Roll ‘em: These Movies Could Change Your Work Life…
By Joe Maniscalco
Season 12 of the Workers Unite! Film Festival opens in New York City on Friday and even though it’s been around for more than a decade, its organizers are still thinking fresh with a sharp eye on cultivating the next generation of labor-conscious activists.
“A lot of labor people forgot that you have to keep talking to the younger generations and explain this stuff to them — it’s not automatic that they understand,” Executive Director Andrew Tilson tells Work-Bites.
Runtimes for the more than 40 worker-themed films playing over the next two weeks starting out at the Cinema Village on E. 12th Street vary from a 2-minute shortie featuring the New York State Nurses Association [NYSNA] on strike — all the way up to a 3-part, 264-minute restoration of the epic “Battle of Chile” from the late 1970s.
But the “Battle of Chile” is the outlier — most of the films constituting this year’s edition of the Workers Unite! Film Festival run well under the established feature runtime of 90 minutes — and that’s the way the festival organizers like it.
“People’s attention spans are shorter,” Tilson says. “They look at their phone 20 seconds to read the news — so, the trick is to get somebody to focus for seven to ten minutes to get a whole story.”
This year’s festival will see contributions from More Perfect Union — the worker-centric outfit specializing in producing short, powerful takes on the lives of working people and delivering them across social media platforms.
The Workers Unite!
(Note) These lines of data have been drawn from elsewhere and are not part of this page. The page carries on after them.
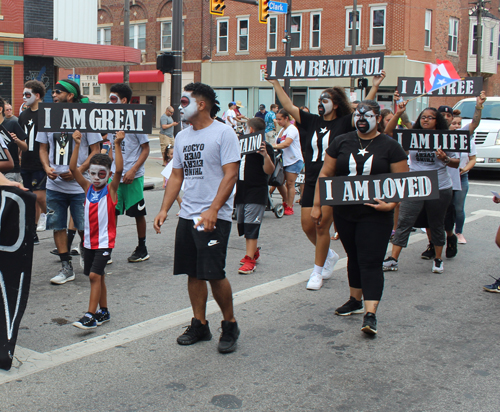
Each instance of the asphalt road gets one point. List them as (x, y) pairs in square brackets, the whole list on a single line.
[(435, 351)]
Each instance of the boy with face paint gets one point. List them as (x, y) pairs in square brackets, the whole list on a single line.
[(100, 226)]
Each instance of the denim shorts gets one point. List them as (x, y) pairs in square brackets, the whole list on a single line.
[(57, 209), (295, 167)]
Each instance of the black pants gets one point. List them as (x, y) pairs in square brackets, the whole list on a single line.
[(365, 244)]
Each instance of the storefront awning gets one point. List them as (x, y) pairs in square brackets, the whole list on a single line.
[(68, 55), (136, 76)]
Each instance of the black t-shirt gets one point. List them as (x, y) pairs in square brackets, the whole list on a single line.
[(13, 127), (253, 187), (30, 159), (381, 153), (319, 135)]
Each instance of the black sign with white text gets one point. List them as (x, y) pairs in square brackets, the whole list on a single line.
[(250, 143), (420, 139), (414, 86), (95, 117), (307, 67), (390, 187)]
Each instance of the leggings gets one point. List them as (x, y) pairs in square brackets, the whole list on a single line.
[(365, 244)]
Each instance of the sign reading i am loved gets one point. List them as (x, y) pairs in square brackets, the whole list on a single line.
[(250, 143), (306, 67), (390, 187), (95, 117), (414, 86), (421, 139)]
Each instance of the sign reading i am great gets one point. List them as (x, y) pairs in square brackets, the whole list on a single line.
[(95, 117), (305, 67), (453, 140), (390, 187), (414, 86), (250, 143)]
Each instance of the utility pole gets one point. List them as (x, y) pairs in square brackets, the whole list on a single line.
[(126, 38), (176, 74)]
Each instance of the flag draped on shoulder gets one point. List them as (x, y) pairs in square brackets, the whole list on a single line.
[(439, 75)]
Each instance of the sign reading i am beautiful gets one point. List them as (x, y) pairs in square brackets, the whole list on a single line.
[(95, 117), (390, 187), (453, 140), (306, 67)]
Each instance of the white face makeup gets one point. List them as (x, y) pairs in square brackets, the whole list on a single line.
[(28, 97), (98, 175), (188, 107)]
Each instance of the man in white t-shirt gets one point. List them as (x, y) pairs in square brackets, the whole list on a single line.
[(206, 159)]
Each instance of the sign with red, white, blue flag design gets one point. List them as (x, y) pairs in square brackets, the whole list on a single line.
[(439, 75)]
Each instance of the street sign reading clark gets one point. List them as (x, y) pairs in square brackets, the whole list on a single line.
[(306, 67), (95, 117)]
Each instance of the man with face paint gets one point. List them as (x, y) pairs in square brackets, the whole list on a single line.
[(333, 119), (206, 159), (100, 226), (32, 172)]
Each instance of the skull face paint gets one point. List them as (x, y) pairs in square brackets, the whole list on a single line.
[(325, 106), (188, 107), (98, 175), (28, 97), (365, 119)]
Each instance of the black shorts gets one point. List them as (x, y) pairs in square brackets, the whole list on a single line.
[(201, 254), (95, 260)]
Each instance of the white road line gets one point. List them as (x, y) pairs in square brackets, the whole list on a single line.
[(30, 362)]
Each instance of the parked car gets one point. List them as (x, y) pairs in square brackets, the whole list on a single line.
[(487, 134)]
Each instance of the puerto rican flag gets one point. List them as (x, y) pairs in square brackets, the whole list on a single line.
[(439, 75)]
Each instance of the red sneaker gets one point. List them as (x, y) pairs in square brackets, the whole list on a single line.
[(248, 266)]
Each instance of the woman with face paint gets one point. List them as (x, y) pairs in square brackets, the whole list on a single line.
[(364, 230), (333, 119)]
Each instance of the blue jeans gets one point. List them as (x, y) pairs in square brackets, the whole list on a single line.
[(459, 201)]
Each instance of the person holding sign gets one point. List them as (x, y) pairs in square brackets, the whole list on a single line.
[(289, 141), (420, 160), (334, 119), (364, 230)]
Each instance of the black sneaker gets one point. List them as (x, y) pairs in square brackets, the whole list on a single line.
[(451, 246), (350, 307), (102, 316), (228, 337), (140, 255), (429, 253), (369, 324), (87, 322), (194, 333)]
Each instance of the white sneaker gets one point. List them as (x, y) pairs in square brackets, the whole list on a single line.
[(315, 281), (330, 263), (42, 223)]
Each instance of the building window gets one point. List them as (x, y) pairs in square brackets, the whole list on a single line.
[(377, 26), (315, 31), (104, 35), (296, 32), (453, 35), (222, 32), (349, 19), (272, 29), (428, 22), (137, 33), (242, 35), (166, 35)]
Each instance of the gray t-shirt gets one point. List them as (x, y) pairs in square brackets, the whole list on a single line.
[(201, 154), (61, 147), (131, 150), (164, 119)]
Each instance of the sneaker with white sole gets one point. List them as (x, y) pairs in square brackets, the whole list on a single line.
[(315, 281), (329, 266), (66, 274)]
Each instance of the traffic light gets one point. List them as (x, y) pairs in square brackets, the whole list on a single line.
[(263, 11), (217, 7)]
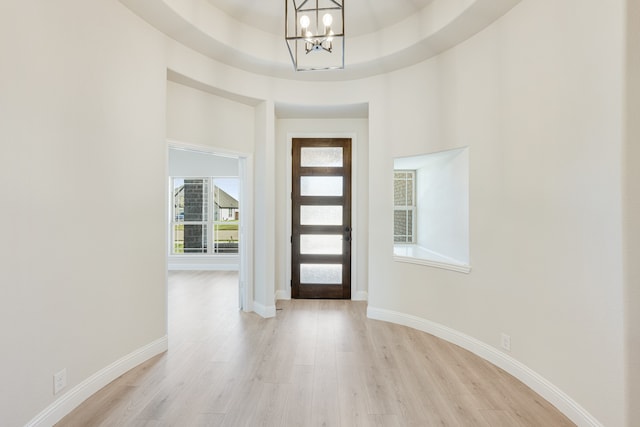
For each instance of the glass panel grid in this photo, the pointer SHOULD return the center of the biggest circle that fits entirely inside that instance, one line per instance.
(320, 215)
(321, 157)
(329, 274)
(321, 244)
(404, 199)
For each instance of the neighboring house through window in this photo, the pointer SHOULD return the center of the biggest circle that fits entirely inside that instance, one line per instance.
(404, 215)
(205, 215)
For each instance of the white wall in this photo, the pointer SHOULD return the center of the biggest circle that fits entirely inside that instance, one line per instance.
(631, 173)
(537, 97)
(82, 163)
(199, 118)
(200, 164)
(287, 128)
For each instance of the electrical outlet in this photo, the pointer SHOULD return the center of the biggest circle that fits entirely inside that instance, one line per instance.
(59, 381)
(506, 341)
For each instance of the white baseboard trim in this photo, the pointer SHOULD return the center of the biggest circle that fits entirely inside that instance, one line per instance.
(536, 382)
(202, 267)
(74, 397)
(360, 296)
(263, 310)
(283, 294)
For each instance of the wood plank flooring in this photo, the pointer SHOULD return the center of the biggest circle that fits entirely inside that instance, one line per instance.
(318, 363)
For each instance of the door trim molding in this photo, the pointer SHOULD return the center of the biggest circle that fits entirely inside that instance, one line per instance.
(245, 256)
(355, 294)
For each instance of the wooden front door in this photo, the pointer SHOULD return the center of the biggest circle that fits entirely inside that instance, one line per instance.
(321, 218)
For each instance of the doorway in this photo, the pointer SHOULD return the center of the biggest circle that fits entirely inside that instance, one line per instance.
(321, 218)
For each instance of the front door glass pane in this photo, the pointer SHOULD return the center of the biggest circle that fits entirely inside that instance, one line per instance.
(321, 157)
(321, 244)
(327, 274)
(320, 215)
(321, 186)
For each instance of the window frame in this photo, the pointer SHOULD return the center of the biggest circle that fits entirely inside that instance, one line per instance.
(406, 207)
(210, 223)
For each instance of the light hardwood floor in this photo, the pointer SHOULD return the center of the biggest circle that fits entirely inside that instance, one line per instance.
(318, 363)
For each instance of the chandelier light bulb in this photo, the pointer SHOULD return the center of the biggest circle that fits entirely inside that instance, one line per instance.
(327, 19)
(304, 21)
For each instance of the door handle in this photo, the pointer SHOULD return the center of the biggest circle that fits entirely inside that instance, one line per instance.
(347, 236)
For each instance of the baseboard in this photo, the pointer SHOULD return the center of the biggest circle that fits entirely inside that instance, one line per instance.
(74, 397)
(536, 382)
(263, 310)
(283, 294)
(360, 296)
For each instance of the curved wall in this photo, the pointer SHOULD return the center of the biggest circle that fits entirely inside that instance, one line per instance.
(537, 97)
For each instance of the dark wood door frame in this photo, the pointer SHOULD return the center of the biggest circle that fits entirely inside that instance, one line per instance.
(302, 290)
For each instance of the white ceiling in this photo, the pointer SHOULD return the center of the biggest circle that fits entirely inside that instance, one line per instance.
(380, 35)
(363, 16)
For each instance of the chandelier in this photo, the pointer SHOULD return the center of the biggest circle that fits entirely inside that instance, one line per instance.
(314, 32)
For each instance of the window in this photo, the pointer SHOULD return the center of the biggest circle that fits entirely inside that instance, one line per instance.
(205, 210)
(404, 214)
(431, 209)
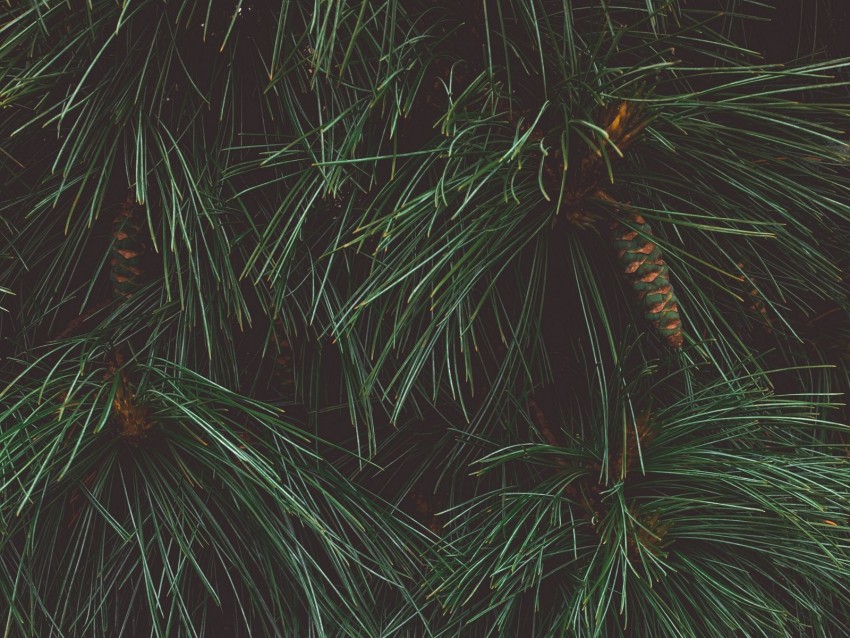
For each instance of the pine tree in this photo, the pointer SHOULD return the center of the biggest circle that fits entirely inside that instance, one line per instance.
(408, 318)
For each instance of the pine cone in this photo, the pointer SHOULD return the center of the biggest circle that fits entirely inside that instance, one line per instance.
(128, 249)
(649, 275)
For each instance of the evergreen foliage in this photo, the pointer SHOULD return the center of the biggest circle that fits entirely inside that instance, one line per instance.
(493, 318)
Film Festival has always been about using the movies as a means of connecting people and spurring them into labor activism — this year is no different.
“The goal is that somebody at a job site who is pissed off and angry sees a film — or a couple of films — and realizes they’re not alone — that people are organizing and there is a way to do this,” Tilson says.
In years past, festival organizers have also sponsored intensive six-hour “filmmaker bootcamps” to help make sure burgeoning filmmakers have a way of attaining the foundational know-how needed to create work that both inspires and instructs.
“The idea,” Tilson adds, “is to not only sit in the theater and screen films, but to create a whole generation of filmmakers — create more people making these kinds of films — put them on social media so that their fellow workers, colleagues and friends see the stories that are actually out there — but are too often ignored.”
This year’s festival also includes a virtual component — so “people from around the world are able to watch these movies together.”